In a despotic act against our citizens who recently voted out red light traffic cameras throughout Houston, the city has allowed the Department of Homeland Security to install 250-300 surveillance cameras throughout downtown in the name of crime and terrorism prevention.
A 2008 study, “Evaluation of the City of Houston Digital Automated Red Light Camera Program,” by Dahnke and Stein of Rice University Center for Civic Engagement and Timothy Lomax of Texas Transportation Institute of Texas A&M University, found: The comparison of data between monitored and non-monitored approaches supports the conclusion that red light cameras are mitigating a general, more severe increase in collisions.
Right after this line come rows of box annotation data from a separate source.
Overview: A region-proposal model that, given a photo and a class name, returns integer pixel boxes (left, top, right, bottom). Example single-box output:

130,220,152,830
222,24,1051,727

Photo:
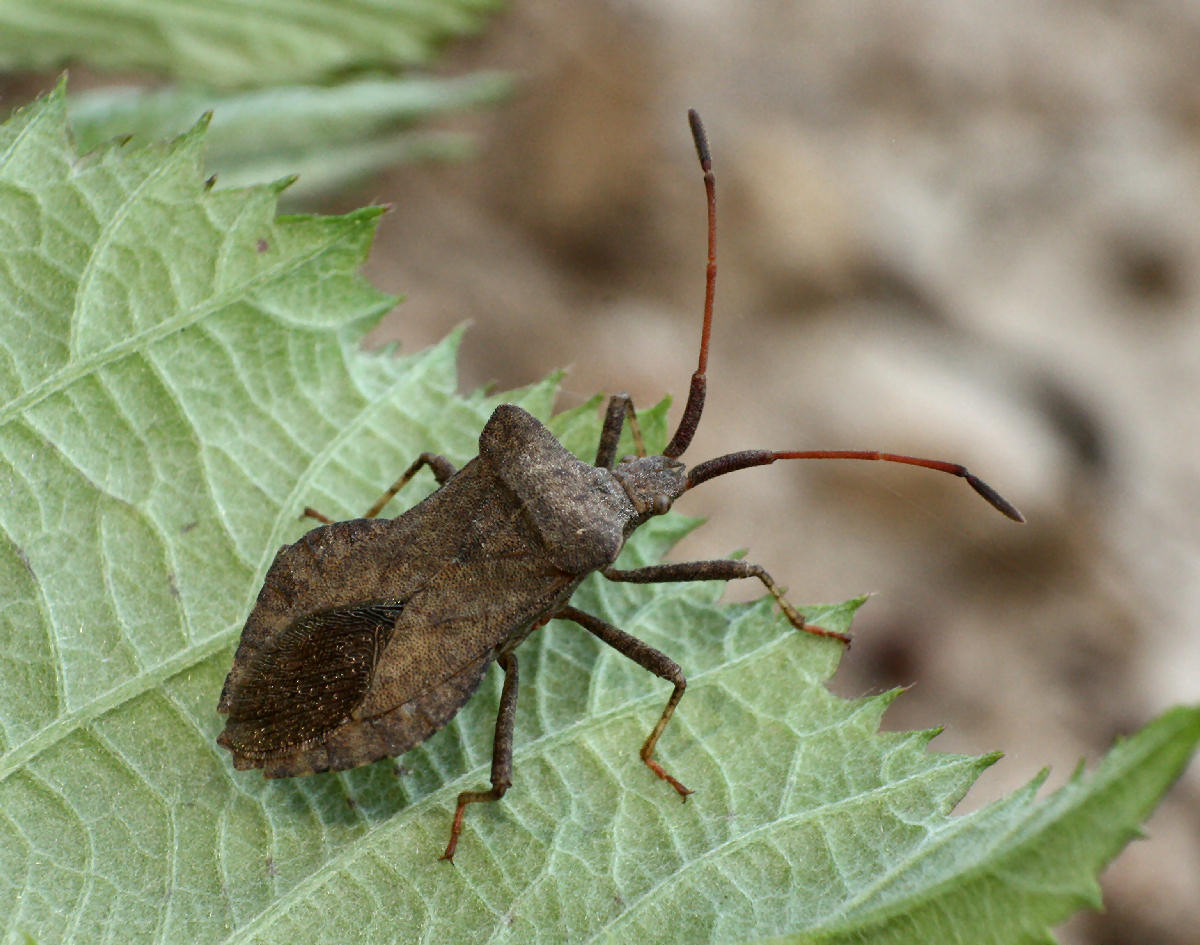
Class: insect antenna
662,108,716,459
686,450,1025,522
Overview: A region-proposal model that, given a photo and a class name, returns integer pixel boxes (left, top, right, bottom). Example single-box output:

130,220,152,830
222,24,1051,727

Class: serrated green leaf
68,73,511,203
0,80,1200,945
0,0,499,88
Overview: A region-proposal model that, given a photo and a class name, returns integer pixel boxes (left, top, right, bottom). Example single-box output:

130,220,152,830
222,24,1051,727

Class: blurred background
360,0,1200,945
0,0,1200,945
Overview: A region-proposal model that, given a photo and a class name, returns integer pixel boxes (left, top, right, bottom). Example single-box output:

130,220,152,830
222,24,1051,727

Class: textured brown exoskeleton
217,112,1021,860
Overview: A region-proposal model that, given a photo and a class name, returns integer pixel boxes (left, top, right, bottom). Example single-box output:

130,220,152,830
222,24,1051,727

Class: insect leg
442,652,517,860
301,453,458,525
594,393,646,469
600,559,850,646
554,607,692,800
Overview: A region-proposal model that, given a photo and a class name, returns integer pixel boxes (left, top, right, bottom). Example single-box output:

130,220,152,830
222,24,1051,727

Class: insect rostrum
217,112,1021,859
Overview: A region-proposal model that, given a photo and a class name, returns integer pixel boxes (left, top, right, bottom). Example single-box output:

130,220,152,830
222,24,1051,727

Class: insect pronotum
217,112,1022,860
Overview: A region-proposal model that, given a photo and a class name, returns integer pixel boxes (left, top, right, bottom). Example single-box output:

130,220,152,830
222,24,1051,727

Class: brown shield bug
217,112,1022,860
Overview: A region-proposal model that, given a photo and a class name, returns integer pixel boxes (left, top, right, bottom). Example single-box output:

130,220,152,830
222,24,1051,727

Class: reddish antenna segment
662,108,716,459
662,109,1025,522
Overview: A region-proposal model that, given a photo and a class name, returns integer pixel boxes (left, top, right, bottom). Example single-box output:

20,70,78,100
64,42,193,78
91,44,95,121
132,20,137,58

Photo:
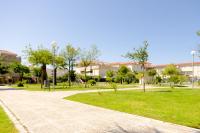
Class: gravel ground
0,87,200,133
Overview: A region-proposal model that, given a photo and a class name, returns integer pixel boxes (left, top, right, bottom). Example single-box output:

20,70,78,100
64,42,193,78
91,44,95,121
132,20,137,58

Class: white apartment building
75,62,150,78
75,62,200,80
152,62,200,79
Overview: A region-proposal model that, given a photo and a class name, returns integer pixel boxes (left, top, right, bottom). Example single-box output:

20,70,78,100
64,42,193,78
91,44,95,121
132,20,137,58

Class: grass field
12,82,137,91
0,107,18,133
66,88,200,128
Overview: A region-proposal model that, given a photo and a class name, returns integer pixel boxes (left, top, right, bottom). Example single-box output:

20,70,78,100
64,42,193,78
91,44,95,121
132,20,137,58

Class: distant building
75,62,150,78
0,50,21,64
152,62,200,80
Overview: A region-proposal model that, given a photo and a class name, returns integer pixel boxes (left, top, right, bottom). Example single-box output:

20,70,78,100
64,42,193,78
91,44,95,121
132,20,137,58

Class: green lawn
12,82,137,91
66,88,200,128
0,107,18,133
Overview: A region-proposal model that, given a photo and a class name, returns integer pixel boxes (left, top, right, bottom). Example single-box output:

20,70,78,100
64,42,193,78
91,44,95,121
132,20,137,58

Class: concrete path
0,88,200,133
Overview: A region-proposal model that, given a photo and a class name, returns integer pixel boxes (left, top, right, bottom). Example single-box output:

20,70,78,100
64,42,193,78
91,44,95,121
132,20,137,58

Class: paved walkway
0,88,200,133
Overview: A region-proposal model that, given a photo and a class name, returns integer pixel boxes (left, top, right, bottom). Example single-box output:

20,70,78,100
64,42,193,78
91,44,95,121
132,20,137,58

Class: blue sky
0,0,200,64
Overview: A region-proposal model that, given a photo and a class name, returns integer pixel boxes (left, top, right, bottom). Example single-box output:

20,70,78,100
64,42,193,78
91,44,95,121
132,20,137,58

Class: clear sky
0,0,200,64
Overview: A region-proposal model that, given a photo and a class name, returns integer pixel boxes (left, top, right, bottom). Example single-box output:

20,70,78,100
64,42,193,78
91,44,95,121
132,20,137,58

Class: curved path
0,88,200,133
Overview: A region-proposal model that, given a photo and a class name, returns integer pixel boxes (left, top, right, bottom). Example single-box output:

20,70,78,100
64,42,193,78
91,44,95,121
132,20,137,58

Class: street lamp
191,50,196,88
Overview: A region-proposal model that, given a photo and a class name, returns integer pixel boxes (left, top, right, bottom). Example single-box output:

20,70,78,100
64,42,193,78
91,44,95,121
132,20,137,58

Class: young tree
162,64,180,77
61,44,80,86
162,64,180,87
32,67,42,83
125,41,149,92
117,66,130,84
0,63,9,74
25,47,52,88
147,68,157,83
106,70,115,82
197,31,200,36
11,63,30,81
80,45,100,88
53,56,65,85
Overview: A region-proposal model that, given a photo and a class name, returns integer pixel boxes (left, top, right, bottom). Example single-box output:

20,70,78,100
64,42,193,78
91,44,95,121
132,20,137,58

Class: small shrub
88,79,96,86
17,82,24,87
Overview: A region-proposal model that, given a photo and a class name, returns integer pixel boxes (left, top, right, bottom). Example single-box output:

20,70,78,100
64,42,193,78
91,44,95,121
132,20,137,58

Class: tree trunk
84,67,87,88
41,64,47,88
68,60,71,86
53,67,57,85
142,65,146,92
19,73,23,82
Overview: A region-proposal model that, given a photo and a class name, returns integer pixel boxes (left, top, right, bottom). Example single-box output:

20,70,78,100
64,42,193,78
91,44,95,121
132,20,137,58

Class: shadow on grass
106,124,161,133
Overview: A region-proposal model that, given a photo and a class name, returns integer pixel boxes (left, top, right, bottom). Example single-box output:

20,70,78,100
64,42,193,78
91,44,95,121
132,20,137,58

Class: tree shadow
0,88,22,91
106,124,161,133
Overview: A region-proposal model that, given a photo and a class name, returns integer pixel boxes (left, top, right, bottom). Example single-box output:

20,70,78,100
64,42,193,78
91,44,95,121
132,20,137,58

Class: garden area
65,88,200,128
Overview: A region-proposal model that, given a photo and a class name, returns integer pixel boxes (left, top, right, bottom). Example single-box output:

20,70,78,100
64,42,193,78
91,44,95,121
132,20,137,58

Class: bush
88,79,96,86
17,82,24,87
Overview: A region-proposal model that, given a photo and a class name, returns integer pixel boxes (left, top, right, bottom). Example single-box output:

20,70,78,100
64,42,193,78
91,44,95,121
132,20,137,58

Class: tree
11,62,30,81
79,45,100,88
0,63,9,74
106,70,115,82
117,65,130,84
162,64,180,76
61,44,80,86
25,47,52,88
32,67,42,83
125,41,149,92
147,68,157,77
147,68,157,83
197,31,200,36
162,64,180,87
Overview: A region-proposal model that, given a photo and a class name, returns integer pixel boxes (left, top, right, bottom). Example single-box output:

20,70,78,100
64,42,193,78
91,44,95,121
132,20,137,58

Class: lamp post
191,50,196,88
51,41,58,89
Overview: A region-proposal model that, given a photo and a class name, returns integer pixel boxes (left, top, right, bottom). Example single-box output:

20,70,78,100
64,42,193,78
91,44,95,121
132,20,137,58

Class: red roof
0,50,17,56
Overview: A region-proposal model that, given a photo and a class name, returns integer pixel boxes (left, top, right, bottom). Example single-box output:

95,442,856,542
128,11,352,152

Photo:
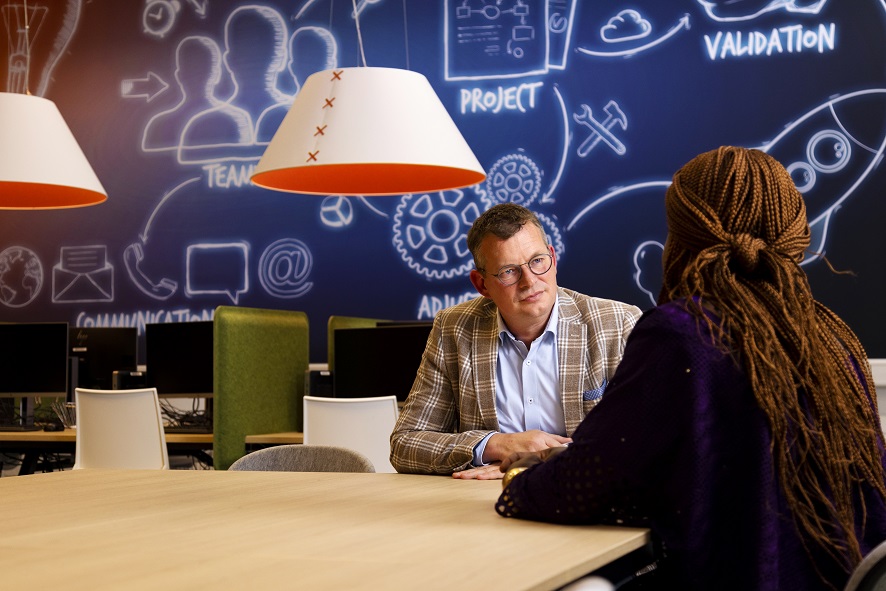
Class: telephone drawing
123,242,178,300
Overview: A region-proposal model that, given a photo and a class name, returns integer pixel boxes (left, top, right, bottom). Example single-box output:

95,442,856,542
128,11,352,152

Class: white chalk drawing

The traffic cameras were rejected for their ineffectiveness and also because red light tickets are classified as civil penalties, yet the city was illegally enforcing fine collection and even tried to enlist Harris County in the enforcement by refusing vehicle registrations and renewals for those who held an unpaid red light fine.
While the red light cameras have been voted out, a judge issued an injunction on their removal because the private company that the city has leased the cameras through, American Transportation Services, or ATS, has filed a lawsuit for breech of contract. The city pays ATS over $2,000 for each of the 70 cameras per month, plus $1.75 per ticket issued, or around $30,000 per month in fine commissions. To break the contract would cost over $600,000. The city and ATS both would benefit should the judge rule in favor of ATS.
In the midst of these actions, the City of Houston has spent around $14 million on installation of the cameras. In an Orwellian quote in a Chronicle interview, Dennis Storemski, Houston’s director of Office of Public Safety and Homeland Security said, “We live in an age right now where there’s really no expectation that there would be no video in a public space. Everybody that has a cell phone has a video camera. This happens all the time. We’re just doing it for public safety purposes.”
The cameras will provide live footage to the police and record the data for future recall.
Gary Blankinship of the Houston Police Officer’s Union reported a 30-50% shortage in staff to the mayor in September. Rather than hire an addition 200 officers or offer more overtime hours with the federal security grant, the city opted for cameras. But in order for them to be effective, they must be monitored at all times by an HPD staff that is already spread too thin.
Whether the red light cameras will be taken down per the vote of the people only to be replaced 3-1 by surveillance cameras remains unknown. Whether we will ever have a chance to vote out the new surveillance cameras also remains unknown. Yet, soon enough we will find out whether our voices and our votes truly hold any power.